A 64-year-old woman was admitted with the chief complaint of dyspnea. She had a past history of post-transfusion hepatitis approximately forty years beforehand, and subsequently she was diagnosed with HCV infection (genotype 1b, high). At the age of 41, she developed thrombocytopenia (platelets count: 12.2 × 104/μL). At that time, she received interferon therapy, but the HCV infection persisted. At the age of 51 and 52, liver biopsy and bone marrow aspirations were performed, respectively. Liver biopsy specimens revealed periportal mild inflammatory cell infiltration and fibrosis (Modified Histological Activity Index: activity was 5/18, fibrosis was 1/6; Figure 1A and B). The clot section of the bone marrow aspirate showed no significant change, and the number of megakaryocytes was within the normal range. Although the platelet-associated IgG (PA IgG) was not measured, she was diagnosed with ITP (Figure 1C). At the age of 61, liver cancer was detected, using computed tomography and magnetic resonance imaging, and she received transcatheter arterial chemoembolization (TACE) on several occasions. On the most recent admission, her liver cancer was found to be enlarged and ascites and pleural effusion had increased. Laboratory data are shown in Table 1. Her laboratory data indicated hepatic dysfunction, remnants of liver cancer and thrombocytopenia. On day 15 of her admission, her general condition deteriorated, and she died of liver failure. An autopsy was performed.

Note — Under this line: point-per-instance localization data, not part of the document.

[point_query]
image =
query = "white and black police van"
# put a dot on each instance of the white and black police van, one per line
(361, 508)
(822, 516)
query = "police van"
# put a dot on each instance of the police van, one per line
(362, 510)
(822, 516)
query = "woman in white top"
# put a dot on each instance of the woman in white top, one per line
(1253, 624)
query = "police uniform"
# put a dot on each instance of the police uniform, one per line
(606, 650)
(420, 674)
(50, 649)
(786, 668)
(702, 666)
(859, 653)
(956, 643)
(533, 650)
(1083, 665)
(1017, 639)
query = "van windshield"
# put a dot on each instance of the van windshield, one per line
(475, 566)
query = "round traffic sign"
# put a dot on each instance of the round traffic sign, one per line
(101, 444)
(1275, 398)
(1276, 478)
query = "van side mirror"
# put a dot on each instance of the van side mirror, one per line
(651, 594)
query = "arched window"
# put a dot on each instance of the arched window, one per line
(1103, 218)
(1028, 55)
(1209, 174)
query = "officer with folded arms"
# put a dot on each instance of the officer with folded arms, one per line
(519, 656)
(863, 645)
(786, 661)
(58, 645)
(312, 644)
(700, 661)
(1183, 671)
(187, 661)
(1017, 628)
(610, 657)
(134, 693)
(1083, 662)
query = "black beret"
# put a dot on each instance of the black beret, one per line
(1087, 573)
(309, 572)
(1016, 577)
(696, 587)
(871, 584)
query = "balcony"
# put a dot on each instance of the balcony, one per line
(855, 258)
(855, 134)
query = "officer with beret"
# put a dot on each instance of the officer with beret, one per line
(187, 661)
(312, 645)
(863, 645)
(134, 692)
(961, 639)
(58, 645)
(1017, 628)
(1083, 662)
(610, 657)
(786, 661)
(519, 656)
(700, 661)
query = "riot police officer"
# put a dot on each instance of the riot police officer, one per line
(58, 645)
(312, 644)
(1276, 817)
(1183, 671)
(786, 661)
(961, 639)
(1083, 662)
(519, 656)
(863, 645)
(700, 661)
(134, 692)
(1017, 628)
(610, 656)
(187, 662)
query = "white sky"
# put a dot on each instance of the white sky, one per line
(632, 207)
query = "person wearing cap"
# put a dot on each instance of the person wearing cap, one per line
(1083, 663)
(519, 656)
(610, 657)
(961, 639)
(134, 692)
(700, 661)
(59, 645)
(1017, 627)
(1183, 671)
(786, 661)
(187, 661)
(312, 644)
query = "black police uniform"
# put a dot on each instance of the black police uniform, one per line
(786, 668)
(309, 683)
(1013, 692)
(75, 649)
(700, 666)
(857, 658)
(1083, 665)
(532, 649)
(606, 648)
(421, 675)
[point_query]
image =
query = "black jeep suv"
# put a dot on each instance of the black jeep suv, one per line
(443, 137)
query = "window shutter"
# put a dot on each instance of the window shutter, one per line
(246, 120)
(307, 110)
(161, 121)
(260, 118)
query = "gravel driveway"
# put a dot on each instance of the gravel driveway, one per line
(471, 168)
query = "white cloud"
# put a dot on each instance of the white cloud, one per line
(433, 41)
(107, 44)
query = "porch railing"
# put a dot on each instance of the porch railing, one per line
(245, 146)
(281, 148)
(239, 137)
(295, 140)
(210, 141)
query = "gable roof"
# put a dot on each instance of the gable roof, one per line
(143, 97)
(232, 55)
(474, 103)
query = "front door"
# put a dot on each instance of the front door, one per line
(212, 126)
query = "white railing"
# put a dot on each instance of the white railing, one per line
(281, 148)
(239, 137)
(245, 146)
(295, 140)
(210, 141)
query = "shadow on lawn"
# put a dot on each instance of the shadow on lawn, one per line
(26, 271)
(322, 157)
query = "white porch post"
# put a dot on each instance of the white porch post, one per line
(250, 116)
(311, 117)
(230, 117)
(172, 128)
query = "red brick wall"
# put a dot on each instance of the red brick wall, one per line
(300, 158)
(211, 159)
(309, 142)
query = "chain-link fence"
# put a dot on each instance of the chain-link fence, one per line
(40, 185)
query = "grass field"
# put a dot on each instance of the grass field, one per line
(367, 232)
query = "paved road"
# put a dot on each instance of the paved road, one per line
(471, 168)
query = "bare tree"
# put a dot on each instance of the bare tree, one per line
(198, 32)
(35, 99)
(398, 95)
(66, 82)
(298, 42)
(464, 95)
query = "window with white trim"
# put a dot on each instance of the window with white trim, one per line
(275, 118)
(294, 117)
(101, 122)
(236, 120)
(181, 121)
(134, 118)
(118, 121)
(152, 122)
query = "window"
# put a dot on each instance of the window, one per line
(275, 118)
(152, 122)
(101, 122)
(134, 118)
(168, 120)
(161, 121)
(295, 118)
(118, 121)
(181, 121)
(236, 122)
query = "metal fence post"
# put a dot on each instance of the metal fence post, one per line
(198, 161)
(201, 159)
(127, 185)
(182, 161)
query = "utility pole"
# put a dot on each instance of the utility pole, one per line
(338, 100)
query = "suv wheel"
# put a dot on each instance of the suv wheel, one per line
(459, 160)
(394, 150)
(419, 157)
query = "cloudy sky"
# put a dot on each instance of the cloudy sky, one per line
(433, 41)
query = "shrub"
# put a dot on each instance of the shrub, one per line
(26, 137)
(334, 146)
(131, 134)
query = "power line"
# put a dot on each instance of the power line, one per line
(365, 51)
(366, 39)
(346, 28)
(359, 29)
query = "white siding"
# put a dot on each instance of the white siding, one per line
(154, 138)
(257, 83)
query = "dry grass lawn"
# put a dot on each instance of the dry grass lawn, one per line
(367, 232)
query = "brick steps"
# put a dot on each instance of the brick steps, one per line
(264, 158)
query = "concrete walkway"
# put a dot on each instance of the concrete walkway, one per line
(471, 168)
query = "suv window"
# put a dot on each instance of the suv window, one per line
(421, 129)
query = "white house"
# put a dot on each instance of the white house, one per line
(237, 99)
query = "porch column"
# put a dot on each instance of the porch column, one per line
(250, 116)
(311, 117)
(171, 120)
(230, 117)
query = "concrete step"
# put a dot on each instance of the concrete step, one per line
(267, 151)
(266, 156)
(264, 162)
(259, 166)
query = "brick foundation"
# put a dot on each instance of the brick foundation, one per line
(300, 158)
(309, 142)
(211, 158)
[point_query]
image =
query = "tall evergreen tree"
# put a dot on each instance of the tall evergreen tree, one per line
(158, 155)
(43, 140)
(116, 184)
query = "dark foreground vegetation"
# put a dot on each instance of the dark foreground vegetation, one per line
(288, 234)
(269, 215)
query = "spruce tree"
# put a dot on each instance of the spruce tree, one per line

AFP L3: Alpha-fetoprotein L3 isoform; ALP: Alkaline phosphatase; ALT: Alanine aminotransferase; AMY: Amylase; AST: Aspartate aminotransferase; BUN: Blood urea nitrogen; CBC: Complete blood count; ChE: Cholinesterase; Cre: Creatinine; CRP: C-reactive protein; D-bil: Direct bilirubin; Glu: glucose; HCV-Ab: Hepatitis C antibody; HCT: Hematocrit; HCV (RT-PCR): Hepatitis C RNA (reverse transcriptase polymerase chain reaction); LDH: Lactate dehydrogenase; PIVKA2: Protein induced be vitamin K absence 2; PT: Prothrombin time; RBC: Red blood cells; T-AFP: Total alpha-fetoprotein; T-Bi: Total bilirubin; TP: Total protein; WBC: White blood cell; γ-GT: γ-glutamyltransferase.
Figure 1 Histopathological features of liver biopsy specimen and clot section of bone marrow aspirate.
A: The liver biopsy specimen shows fibrous portal expansion. There is no fibrous bridging (Elastica-Goldner staining, scale bar; 500 μm); B: Mild piecemeal necrosis, mild intralobular degeneration and focal necrosis, and moderate portal inflammation are observed (H and E staining, scale bar; 200 μm); C: The clot section of bone marrow aspirate shows normal numbers of megakaryocytes and other cell lineages are preserved (Periodic Acid Schiff staining, scale bar; 100 μm).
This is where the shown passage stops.